Women's Isoflavone Soy Health (WISH) Trial

Phase 2

Completed

Conditions: Atherosclerosis

Interventions: Dietary Supplement: 25 gm soy protein supplement
Other: Placebo

Registration Number: NCT00118846

Lead Sponsor: University of Southern California

Brief Summary: The purpose of this study is to determine whether soy supplementation can reduce hardening of the arteries and cognitive decline in postmenopausal women.

Detailed Description: Heart disease is the leading cause of death among women in the United States. Atherosclerosis, a primary cause of heart disease, accounts for more than 485,000 heart attacks and 370,000 strokes each year in American women. Data indicate that a woman's risk of suffering from an atherosclerosis-related cardiovascular event significantly increases after menopause; this risk may be due to reduced estrogen production associated with menopause. Soy isoflavones are plant compounds that are structurally similar to human estrogen. Evidence suggests that soy supplements may provide the same protection against heart disease as estrogen in postmenopausal women. This study will determine the effects of soy supplementation on subclinical atherosclerosis progression and cognitive decline in postmenopausal women.

In this double-blinded, placebo-controlled trial, a total of 350 postmenopausal women were randomly assigned to receive either soy protein supplementation or placebo twice daily for 2.7 years. The initial 2.5-year treatment period was increased to 3 years. The active product, given as two divided doses, was 25 g soy protein containing 85 mg aglycone weight naturally-occurring isoflavones (150 mg total isoflavone) of genistein 45 mg aglycone weight (80 mg total weight), daidzein 35 mg aglycone weight (60 mg total weight), and glycitein 5 mg aglycone weight (10 mg total weight). The primary trial end point was the rate of change in the right distal common carotid artery intima-media thickness (CIMT) by ultrasonography. Participants underwent ultrasonography at baseline and every six months along with laboratory determinations and clinical measurements. Cognitive assessments were completed at baseline and the final follow-up visit (2.5 years).

Recruitment & Eligibility

Status: COMPLETED

Sex: Female

Target Recruitment: 350

Inclusion Criteria

Postmenopausal, defined as no vaginal bleeding for at least 1 year and serum estradiol level lower than 20 pg/ml

Exclusion Criteria

Signs, symptoms or personal history of cardiovascular disease
Diabetes mellitus or fasting serum glucose of 126 mg/dL or greater
Fasting plasma triglyceride of 500 mg/dL or greater
Serum creatinine greater than 2.0 mg/dL
Uncontrolled hypertension
Untreated thyroid disease
Life expectancy less than 5 years
Current use of hormone replacement therapy (HRT)
Soy, nut, or related food allergies
More than 5 alcohol drinks per day or substance abuse

Study & Design

Study Type: INTERVENTIONAL

Study Design: PARALLEL

Arm && Interventions

Group	Intervention	Description
Isoflavone Soy Protein (ISP) Supplementation	25 gm soy protein supplement	25 gm soy protein supplementation administered twice daily in equivalent dosages (12.5 gm)
Placebo	Placebo	Milk protein matching placebo administered twice daily in equivalent dosages

Primary Outcome Measures

Name	Time	Method
Progression of Subclinical Atherosclerosis	Baseline x 2 and then every 6 months, up to 2.5 years	Rate of change in right distal common carotid artery (CCA) far wall intima-media thickness (um per year) in computer image processed B-mode ultrasonograms.

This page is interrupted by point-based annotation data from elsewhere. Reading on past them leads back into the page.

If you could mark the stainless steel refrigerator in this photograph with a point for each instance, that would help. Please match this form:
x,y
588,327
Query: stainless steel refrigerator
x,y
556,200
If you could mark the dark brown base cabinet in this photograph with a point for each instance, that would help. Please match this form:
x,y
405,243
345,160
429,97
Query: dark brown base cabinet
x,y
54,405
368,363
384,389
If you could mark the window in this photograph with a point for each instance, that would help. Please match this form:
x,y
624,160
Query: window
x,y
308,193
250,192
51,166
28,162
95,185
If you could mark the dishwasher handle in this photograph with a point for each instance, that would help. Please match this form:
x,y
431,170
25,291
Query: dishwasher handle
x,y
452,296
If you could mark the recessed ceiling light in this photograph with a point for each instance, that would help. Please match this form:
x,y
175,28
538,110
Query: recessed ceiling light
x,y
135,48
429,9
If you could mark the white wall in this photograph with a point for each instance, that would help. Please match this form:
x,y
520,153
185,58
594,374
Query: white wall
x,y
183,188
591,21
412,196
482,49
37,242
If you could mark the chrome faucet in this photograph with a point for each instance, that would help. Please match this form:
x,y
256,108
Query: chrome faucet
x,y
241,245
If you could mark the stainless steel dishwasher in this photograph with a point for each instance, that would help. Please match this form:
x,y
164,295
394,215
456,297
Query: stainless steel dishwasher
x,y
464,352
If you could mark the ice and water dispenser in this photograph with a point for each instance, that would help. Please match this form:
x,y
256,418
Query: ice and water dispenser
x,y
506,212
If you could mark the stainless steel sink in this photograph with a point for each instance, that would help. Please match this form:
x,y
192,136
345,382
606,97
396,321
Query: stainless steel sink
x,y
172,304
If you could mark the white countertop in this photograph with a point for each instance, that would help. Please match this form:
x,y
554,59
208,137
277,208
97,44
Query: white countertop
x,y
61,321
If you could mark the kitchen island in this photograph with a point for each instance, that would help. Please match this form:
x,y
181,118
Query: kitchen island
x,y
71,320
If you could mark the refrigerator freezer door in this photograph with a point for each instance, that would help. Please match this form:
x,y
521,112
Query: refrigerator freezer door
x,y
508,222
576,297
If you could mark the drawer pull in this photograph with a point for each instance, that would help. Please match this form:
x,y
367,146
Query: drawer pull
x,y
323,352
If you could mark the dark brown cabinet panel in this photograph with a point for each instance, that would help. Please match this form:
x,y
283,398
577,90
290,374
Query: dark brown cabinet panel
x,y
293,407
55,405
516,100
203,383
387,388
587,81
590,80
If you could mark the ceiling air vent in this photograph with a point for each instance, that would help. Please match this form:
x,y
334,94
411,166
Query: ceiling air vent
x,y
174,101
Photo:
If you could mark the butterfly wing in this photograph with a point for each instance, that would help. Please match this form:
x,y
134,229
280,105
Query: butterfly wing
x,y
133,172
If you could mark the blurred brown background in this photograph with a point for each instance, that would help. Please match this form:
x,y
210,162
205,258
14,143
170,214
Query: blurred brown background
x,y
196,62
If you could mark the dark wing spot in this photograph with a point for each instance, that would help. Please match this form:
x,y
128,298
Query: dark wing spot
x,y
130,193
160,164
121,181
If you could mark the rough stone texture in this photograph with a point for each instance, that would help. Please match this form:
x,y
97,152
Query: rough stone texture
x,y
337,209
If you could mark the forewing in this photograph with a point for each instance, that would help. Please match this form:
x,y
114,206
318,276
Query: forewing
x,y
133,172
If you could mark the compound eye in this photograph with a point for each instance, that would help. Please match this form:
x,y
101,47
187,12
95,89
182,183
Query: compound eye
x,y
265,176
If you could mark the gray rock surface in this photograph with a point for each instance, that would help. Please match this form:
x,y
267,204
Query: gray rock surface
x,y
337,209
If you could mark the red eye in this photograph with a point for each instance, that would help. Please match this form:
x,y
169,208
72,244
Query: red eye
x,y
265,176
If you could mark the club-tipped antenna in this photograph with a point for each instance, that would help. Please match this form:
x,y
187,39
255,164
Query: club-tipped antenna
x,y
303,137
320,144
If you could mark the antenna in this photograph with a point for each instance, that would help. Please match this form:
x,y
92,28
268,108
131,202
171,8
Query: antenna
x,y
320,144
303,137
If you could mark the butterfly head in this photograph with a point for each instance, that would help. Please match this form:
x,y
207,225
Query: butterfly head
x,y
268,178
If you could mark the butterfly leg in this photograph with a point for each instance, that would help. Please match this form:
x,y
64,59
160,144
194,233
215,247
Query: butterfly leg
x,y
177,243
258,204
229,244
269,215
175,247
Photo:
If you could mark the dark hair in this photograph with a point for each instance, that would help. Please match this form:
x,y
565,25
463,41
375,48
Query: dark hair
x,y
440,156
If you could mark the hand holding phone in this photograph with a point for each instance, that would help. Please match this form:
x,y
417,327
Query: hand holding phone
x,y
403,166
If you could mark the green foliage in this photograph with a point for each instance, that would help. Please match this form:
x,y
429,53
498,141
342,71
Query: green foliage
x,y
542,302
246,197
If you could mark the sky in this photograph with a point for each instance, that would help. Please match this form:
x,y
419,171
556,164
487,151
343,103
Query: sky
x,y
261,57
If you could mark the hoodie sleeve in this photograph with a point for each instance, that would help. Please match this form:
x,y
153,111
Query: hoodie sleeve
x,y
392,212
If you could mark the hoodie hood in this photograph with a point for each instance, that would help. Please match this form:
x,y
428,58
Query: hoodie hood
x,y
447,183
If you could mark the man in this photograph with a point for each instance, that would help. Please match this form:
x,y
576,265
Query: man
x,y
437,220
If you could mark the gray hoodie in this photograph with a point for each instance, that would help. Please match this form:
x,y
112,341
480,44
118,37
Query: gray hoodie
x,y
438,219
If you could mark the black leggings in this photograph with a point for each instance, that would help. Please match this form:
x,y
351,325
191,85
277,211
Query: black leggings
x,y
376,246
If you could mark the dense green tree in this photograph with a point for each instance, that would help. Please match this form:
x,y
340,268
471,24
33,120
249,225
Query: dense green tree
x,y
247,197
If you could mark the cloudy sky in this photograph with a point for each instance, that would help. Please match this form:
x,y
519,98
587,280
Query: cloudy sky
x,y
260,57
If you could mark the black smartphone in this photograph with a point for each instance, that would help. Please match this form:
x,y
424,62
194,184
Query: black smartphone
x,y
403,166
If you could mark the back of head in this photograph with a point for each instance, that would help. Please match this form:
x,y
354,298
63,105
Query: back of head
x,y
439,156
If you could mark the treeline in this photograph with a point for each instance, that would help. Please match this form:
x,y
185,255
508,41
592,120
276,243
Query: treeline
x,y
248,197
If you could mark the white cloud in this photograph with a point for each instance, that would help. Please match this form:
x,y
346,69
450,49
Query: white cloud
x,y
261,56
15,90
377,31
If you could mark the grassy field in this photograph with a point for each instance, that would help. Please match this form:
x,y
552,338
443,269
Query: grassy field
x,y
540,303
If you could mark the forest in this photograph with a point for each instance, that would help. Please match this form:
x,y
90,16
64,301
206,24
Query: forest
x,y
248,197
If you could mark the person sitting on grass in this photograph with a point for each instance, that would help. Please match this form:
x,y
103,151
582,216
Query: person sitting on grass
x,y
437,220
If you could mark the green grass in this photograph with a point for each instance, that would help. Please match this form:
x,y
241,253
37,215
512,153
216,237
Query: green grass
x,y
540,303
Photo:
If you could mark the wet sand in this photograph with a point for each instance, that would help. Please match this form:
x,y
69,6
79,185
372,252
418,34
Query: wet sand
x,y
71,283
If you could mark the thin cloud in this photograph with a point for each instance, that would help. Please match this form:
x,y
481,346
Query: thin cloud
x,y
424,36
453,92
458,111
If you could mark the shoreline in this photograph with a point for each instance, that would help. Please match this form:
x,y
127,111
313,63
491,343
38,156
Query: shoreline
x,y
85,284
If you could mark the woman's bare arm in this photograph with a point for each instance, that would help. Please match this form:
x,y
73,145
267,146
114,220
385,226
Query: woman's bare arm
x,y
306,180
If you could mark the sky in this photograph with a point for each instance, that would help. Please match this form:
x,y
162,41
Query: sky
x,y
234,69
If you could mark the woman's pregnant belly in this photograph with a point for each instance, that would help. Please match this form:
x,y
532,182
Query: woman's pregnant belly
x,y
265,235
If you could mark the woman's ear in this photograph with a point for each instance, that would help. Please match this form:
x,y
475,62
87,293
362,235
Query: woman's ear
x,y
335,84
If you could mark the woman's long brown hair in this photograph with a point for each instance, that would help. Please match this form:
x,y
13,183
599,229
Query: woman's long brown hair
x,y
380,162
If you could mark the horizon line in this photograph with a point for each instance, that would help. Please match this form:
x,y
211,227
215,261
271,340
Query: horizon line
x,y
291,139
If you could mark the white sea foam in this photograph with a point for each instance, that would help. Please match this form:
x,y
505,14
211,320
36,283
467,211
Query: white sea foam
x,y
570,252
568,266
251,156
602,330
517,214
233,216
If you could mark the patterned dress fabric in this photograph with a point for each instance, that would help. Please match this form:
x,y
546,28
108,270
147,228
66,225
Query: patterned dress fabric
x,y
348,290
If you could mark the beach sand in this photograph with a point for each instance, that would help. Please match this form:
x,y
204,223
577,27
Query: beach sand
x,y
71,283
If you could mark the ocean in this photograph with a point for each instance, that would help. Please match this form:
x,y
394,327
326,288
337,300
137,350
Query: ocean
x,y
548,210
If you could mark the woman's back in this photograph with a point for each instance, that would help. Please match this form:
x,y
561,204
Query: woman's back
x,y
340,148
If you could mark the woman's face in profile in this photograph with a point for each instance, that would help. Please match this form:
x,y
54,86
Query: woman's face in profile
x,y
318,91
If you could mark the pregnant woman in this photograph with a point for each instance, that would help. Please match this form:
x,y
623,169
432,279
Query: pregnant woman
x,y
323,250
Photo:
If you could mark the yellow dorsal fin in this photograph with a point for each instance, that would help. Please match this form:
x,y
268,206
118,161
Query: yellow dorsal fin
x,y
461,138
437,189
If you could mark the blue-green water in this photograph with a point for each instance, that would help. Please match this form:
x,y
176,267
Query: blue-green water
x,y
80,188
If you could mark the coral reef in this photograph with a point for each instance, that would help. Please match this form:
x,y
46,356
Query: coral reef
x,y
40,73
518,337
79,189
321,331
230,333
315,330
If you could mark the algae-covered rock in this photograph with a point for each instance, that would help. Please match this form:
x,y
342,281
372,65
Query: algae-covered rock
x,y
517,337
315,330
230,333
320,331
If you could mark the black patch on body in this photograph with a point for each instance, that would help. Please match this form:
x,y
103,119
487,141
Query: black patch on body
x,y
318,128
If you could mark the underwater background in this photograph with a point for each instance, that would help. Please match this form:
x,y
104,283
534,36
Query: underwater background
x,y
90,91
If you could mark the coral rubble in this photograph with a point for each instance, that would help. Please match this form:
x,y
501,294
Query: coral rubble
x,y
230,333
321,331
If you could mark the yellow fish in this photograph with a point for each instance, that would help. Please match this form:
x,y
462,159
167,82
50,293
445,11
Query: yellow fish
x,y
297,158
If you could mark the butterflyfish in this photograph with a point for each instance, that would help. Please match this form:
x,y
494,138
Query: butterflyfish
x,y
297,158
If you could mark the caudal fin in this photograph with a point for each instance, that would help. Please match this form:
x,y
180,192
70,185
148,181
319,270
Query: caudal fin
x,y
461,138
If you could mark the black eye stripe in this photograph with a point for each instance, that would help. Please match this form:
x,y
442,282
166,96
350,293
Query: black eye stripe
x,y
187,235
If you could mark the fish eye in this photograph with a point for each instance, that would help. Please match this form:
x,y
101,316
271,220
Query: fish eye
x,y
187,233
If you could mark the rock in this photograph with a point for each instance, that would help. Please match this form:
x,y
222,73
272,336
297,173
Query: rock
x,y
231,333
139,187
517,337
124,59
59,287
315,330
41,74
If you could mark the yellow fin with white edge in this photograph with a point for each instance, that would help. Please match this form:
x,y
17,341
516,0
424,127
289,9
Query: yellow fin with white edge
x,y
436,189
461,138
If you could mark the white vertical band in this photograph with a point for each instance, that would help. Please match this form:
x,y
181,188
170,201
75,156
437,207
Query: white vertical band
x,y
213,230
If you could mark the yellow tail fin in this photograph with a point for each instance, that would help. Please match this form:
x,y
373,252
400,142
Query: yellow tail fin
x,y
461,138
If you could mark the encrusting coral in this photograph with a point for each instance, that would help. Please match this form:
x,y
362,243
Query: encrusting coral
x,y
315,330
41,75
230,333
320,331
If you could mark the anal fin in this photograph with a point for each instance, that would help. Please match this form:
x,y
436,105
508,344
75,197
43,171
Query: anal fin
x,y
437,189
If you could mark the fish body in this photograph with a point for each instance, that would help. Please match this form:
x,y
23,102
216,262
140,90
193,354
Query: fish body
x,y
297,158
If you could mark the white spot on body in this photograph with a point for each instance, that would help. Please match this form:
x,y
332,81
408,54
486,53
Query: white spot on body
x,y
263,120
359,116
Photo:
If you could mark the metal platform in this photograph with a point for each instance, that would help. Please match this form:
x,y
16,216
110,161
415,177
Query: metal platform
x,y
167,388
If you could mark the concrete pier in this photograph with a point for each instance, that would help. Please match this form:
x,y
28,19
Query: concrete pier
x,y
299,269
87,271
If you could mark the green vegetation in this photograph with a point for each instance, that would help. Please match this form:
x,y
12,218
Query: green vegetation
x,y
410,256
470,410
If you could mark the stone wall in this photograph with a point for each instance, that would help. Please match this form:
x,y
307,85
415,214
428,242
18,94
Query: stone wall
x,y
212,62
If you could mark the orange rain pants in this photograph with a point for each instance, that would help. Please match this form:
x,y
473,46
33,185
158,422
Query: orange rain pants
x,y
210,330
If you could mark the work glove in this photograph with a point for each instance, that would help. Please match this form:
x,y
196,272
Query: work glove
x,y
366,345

Secondary Outcome Measures

Name	Time	Method
Change in Neurocognitive Function (Global Cognition)	Baseline and 2.5 years	The specified primary cognitive endpoint compared between treatment groups was change from baseline on a global cognitive composite score calculated as an average of standardized scores for 14 neuropsychological tests weighted by the inverse intertest correlation matrix. Neuropsychological test scores at baseline and follow-up assessments were standardized (\[raw score-mean score\]/standard deviation) using the baseline means and standard deviations from the entire WISH sample. Each of 3 cognitive composite scores was calculated at baseline and follow-up as the weighted average of the individual donor standardized test scores weighted by the inverse correlation among tests. Change from baseline (endpoint minus baseline cognitive outcome) was computed for each cognitive score (verbal memory, global cognition, executive function). Since the outcome is not a single test but a weighted average of multiple tests, the range is not standardized and there are no established clinical thresholds.